Meer

Ein endloses, schwarzes Meer, ruhig und dunkel und geheimnisvoll.
Meine Füße berühren das einzige Land, großgenug, dass ich den Halt nicht verliere. Kein Stern steht über mir, nur der Halbmond, abnehmend. Sein totenfahles Licht verliert sich, ohne das Meer zu berühren, im Unendlichen der Luft über mir. Sie ist klar und frisch, genauso schwarz wie das Meer. Einen Horizont gibt es nicht; das Meer umschliesst mich von allen Seiten bis zum Mond.
Ich halte eine Kerze, ihr Schein ist golden und sie erhellt nur mich. Wenn ich mich hinunterbeuge und sie an das Wasser bringe, dann fallen Tropfen heissen Waches auf die Oberfläche, die sich in Sekunden im ganzen Meer verteilen und das Meer bleibt so schwarz wie immer.
Ich stehe hier bereits lange, so lange, dass ich mich fast nicht erinnere, wann ich vom hellen Land losgebrochen bin; so lange, dass ich nur noch ein blasses Bild im Kopf habe vom hellen Land, auf dem man sich bewegen kann, dessen Schönheit man sehen kann, das von einer Sonne erleuchtet wird, auf dem Leben existiert, Blumen, Bäume, Vögel, andere Menschen. Ich weiß, dass ich hier nicht mehr lange stehen kann. Meine Kerze, die mir mitgegeben war, als ich vom Lande auszog, weil ich es nicht ertrug, mich auf ein winziges Stück meiner selbst zu beschränken, ist nun fast gänzlich abgebrannt. Sie brannte, solange ich auf meinem Stückchen Erde durch dieses Meer treibe, sie leuchtete umsonst, ihr Schein wurde vom Meer verschluckt, ihr Wachs wurde vom Meer verschluckt, aber es wurde nicht heller.
Ich weiss, wenn diese Kerze ausbrennt, wenn diese Flamme erlischt, dann gibt es keine Hoffnung mehr, dann treibe ich auf ewig im schwarzen Meer, bei abnehmendem Totenmond, bis vielleicht das Meer ein Erbarmen hat und mir mein Land nimmt und mich verschluckt, wie die Kerze vor mir, wie ihr Wachs.

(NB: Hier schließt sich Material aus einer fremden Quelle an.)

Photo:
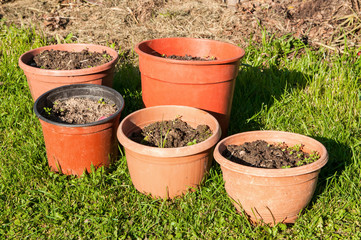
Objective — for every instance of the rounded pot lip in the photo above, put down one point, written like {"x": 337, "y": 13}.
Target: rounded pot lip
{"x": 169, "y": 152}
{"x": 114, "y": 115}
{"x": 184, "y": 62}
{"x": 76, "y": 72}
{"x": 264, "y": 172}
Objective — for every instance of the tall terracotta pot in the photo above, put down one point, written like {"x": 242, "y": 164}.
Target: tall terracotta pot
{"x": 208, "y": 85}
{"x": 73, "y": 148}
{"x": 42, "y": 80}
{"x": 167, "y": 172}
{"x": 271, "y": 195}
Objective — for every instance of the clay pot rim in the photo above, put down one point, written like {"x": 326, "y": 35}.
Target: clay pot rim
{"x": 105, "y": 120}
{"x": 169, "y": 152}
{"x": 76, "y": 72}
{"x": 264, "y": 172}
{"x": 185, "y": 62}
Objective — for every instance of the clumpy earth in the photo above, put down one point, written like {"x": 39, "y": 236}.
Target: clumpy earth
{"x": 264, "y": 155}
{"x": 64, "y": 60}
{"x": 171, "y": 134}
{"x": 80, "y": 110}
{"x": 189, "y": 57}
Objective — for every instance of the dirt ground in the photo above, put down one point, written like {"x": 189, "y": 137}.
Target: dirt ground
{"x": 126, "y": 22}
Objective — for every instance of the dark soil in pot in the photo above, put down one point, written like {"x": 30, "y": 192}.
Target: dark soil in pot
{"x": 64, "y": 60}
{"x": 264, "y": 155}
{"x": 171, "y": 134}
{"x": 189, "y": 57}
{"x": 79, "y": 110}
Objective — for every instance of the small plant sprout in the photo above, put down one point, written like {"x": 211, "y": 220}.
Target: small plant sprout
{"x": 164, "y": 140}
{"x": 48, "y": 110}
{"x": 101, "y": 101}
{"x": 314, "y": 156}
{"x": 192, "y": 143}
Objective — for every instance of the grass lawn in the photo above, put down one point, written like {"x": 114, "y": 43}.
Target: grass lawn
{"x": 282, "y": 85}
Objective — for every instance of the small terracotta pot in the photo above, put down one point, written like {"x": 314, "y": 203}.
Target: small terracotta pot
{"x": 42, "y": 80}
{"x": 207, "y": 85}
{"x": 271, "y": 195}
{"x": 167, "y": 172}
{"x": 73, "y": 148}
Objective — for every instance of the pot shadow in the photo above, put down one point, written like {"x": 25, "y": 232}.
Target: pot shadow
{"x": 127, "y": 82}
{"x": 256, "y": 88}
{"x": 340, "y": 156}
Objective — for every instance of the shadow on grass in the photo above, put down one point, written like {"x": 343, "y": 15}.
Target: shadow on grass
{"x": 127, "y": 82}
{"x": 340, "y": 155}
{"x": 257, "y": 88}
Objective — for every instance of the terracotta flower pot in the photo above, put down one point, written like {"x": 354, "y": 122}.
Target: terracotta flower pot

Und ich betrachte das Meer zu meinen Füßen und ich suche verzweifelt, ob es nicht irgendwann heller wird und ich finde es schwarz, schwarz wie am Beginn, schwarz wie seit Ewigkeiten. Aber dann blicke ich auf und ich sehe etwas, was ich noch nie sah, eine andere Insel. Und sie treibt auf mich zu und es steht jemand auf ihr und sie hält auch eine Kerze in der Hand. Und wortlos treiben wir aufeinander zu und ihre Hand weist in die Richtung, aus der ich komme und zum ersten Mal blicke ich mich um und hinter mir ist eine Hand. Eine helle Hand, die mich leitet, die mich schiebt und ich erkenne: sie hat mich immer geleitet und geschoben. Und dieselbe Hand sehe ich hinter der zweiten Insel, hinter Ihr.
Als die Inseln sich berühren, halten wir beide unsere Kerzen aneinander, die Flammen vereinen sich und sie erleuchten den gesamten Himmel und das Meer. Ein Land erhebt sich unter unseren Füßen, größer, bunter, schöner als alles, was ich mir je vorstellen konnte.Und die Kerzen stehen gemeinsam dort, wo die Einsamkeit aufgelöst wurde, dort, wo die Sehnsucht erfüllt wurde, dort, wo ein Glück begann, das nie mehr enden wird und sie erhellen das ganze Land und das Meer verschwindet am Horizont und der Mond verschwindet am Himmel.
Wir fassen unsere Hände und gehen erste Schritte auf unserem neuen Land und wir gehen. Seit langem gehen wir wieder und die Hand führt uns beide.